The Forest Service is required to issue a financial statement annually on the timber program. The only part used by such groups as the Wilderness Society is known as a cash-flow report. It shows dollars spent vs. dollars received.
It does not show benefits derived from the program, such as fish and wildlife habitat improvements; jobs created locally; dollars added to the local and national economy; value of roads constructed, which also serve hikers, hunters, fishermen, provide access for fire suppression, etc. Construction costs of the roads are counted against the timber sale, even though the roads will be used for many things for the next 30 to 50 years.
The cash-flow report shows the Jefferson National Forest collected 44 cents for every dollar invested in its timber program in 1990. The recreation program probably returned less than 10 cents for every dollar invested. Other programs don't return one cent. Of course, nothing in the law requires any of the programs, including timber, to return a profit. Maybe the Forest Service needs to prepare a report on its other programs as it does for timber.
The problem is the way the Forest Service is directed to do accounting for timber. For instance: The Forest Service returns to the Virginia counties where the public land is located approximately 75 cents for each acre of land; this is counted as a cost. These dollars come from 25 per cent of the gross revenues and funds, called tax in lieu. They can be used by the state only for schools and roads. They would be paid even if no timber was cut.
Every dollar a logger spends in the purchase of standing timber will increase to about $27 by the time the finished product reaches the consumer. This is new money brought into the area where the trees were cut, and helps the local economy. Private landowners can sell their timber at a higher price, since they don't have to pay high costs for the items that the Forest Service does.
Many private timberland owners will not sell their timber for any reason. The last timber inventory in Virginia, in 1986, showed that the timber cut on private land was equal to the annual growth rate of the timber on private land. If more was cut on private lands, it would not be long before that source of commercial standing trees was gone. The cuts in the national forests don't remove even as much as natural mortality; more trees die in the national forest than are being cut.

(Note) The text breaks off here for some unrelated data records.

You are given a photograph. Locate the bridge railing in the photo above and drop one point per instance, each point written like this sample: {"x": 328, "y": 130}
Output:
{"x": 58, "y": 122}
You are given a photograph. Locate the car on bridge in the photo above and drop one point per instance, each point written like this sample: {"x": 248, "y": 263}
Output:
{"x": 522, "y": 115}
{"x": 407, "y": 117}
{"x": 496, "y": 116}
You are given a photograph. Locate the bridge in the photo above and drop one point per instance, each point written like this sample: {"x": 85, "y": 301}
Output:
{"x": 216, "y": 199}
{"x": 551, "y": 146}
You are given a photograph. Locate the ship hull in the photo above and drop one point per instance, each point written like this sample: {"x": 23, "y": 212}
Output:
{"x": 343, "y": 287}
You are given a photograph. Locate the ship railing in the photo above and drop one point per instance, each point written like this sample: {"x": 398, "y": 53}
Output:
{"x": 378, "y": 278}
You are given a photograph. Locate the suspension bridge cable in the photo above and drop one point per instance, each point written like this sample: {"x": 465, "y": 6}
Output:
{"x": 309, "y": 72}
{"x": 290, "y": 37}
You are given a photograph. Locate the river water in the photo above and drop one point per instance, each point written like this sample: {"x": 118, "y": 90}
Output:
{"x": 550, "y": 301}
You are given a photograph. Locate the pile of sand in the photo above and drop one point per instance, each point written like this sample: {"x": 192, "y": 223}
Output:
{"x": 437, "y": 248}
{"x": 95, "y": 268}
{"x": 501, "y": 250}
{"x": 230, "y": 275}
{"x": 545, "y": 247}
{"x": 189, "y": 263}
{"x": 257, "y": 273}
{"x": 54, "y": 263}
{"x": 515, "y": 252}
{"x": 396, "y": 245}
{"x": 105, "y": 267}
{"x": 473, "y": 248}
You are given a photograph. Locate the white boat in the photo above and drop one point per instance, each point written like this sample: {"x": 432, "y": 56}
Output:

Without the timber from the national forests, where would we get lumber for houses, paper for newspapers and magazines, and the many other wood products we use every day? Would we become an importer of forest products? Will the preservation attitude cause an increase in unsound management of timber resources of Third World countries?
Any accountant can take a set of numbers and prove what he wants by not providing all the facts. This seems to be the case with the Feb. 18 editorial.